Crece en ciertos ámbitos políticos la vieja pretensión de que en la regulación de las campañas se establezca un reglamento que prohíba promover la abstención electoral, por cualquier forma o medio. La idea me parece monstruosa y anti-democrática. El derecho que los dominicanos se han ganado de escoger libremente a sus gobernantes, implica el derecho de cada ciudadano de votar por la opción electoral que entienda más beneficiosa para el país o más afín con sus intereses, sean ideológicos, políticos, religiosos o económicos.
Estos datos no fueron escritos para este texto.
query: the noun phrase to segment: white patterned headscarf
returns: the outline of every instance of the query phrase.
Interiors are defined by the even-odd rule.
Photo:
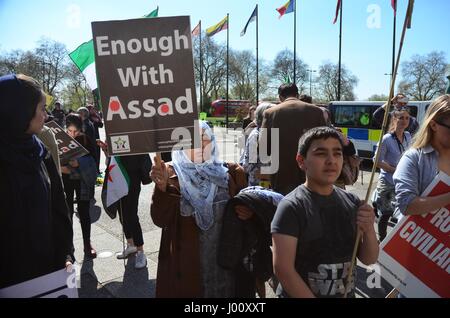
[[[214,224],[213,202],[217,189],[228,189],[228,168],[219,159],[211,128],[205,121],[200,121],[200,128],[211,140],[211,157],[194,163],[185,151],[176,150],[172,152],[172,164],[180,183],[181,215],[194,215],[198,227],[206,231]]]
Por lógica elemental ese derecho garantiza la facultad ciudadana de abstenerse cuando entienda que ningún candidato o partido llena sus expectativas.
Como la abstención no constituye delito, promoverla no puede ser objeto de sanción, con el perdón de los honorables abogados y políticos entusiastas de esa idea. La intención viene de lejos. En una carta a la JCE, en el 2007, el periodista Rafael Molina Morillo, decía que la intención cae en el plano de la ilegalidad. Y razonaba de esta manera: “¿Y si ninguno de los candidatos satisface a un ciudadano, está este obligado a votar por alguien a quien no quiere o que no le simpatiza? ¿No tiene derecho, ese ciudadano, a expresar su rechazo o proponerle a quien él quiera que le acompañe en su decisión de no votar, sin que esto pueda catalogarse como una violación a la ley, y ni siquiera como una simple falta?”
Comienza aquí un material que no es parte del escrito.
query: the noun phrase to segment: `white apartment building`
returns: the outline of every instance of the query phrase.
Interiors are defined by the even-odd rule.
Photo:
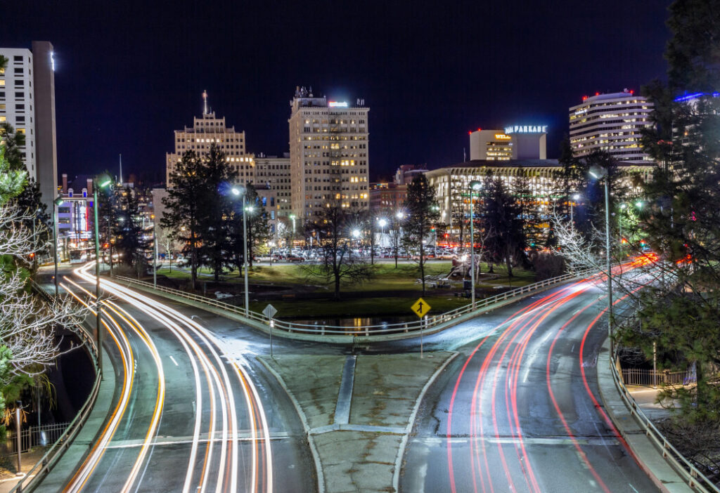
[[[642,151],[640,131],[652,125],[652,103],[625,89],[582,98],[570,109],[570,147],[576,157],[607,151],[618,161],[652,164]]]
[[[300,224],[323,207],[366,209],[369,109],[359,99],[315,97],[297,88],[290,101],[290,184],[292,212]]]
[[[25,167],[51,211],[58,187],[53,45],[33,41],[32,50],[0,47],[0,55],[7,59],[0,69],[0,123],[25,136],[20,149]]]
[[[200,156],[207,155],[210,146],[215,144],[225,153],[228,162],[238,172],[238,183],[244,185],[253,181],[254,157],[246,152],[245,132],[235,132],[228,127],[225,118],[218,118],[207,108],[207,93],[202,93],[204,100],[202,116],[193,119],[192,127],[175,131],[175,151],[166,154],[166,179],[167,187],[172,188],[171,175],[178,161],[187,151],[195,151]]]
Las argumentaciones del doctor Molina Morillo son irrefutables. La nación ha madurado lo suficiente como para entender que la abstención, bajo determinadas circunstancias, es un voto de conciencia y una manera de rescatar el valor que ese acto cívico posee. Como el sistema no contabiliza el voto en blanco y no hay posibilidad de voto de rechazo, la abstención puede ser la forma de escapar a la trampa que cada campaña electoral nos tiende. Somos ciudadanos no borregos, aunque nuestra conducta electoral sugiera lo segundo.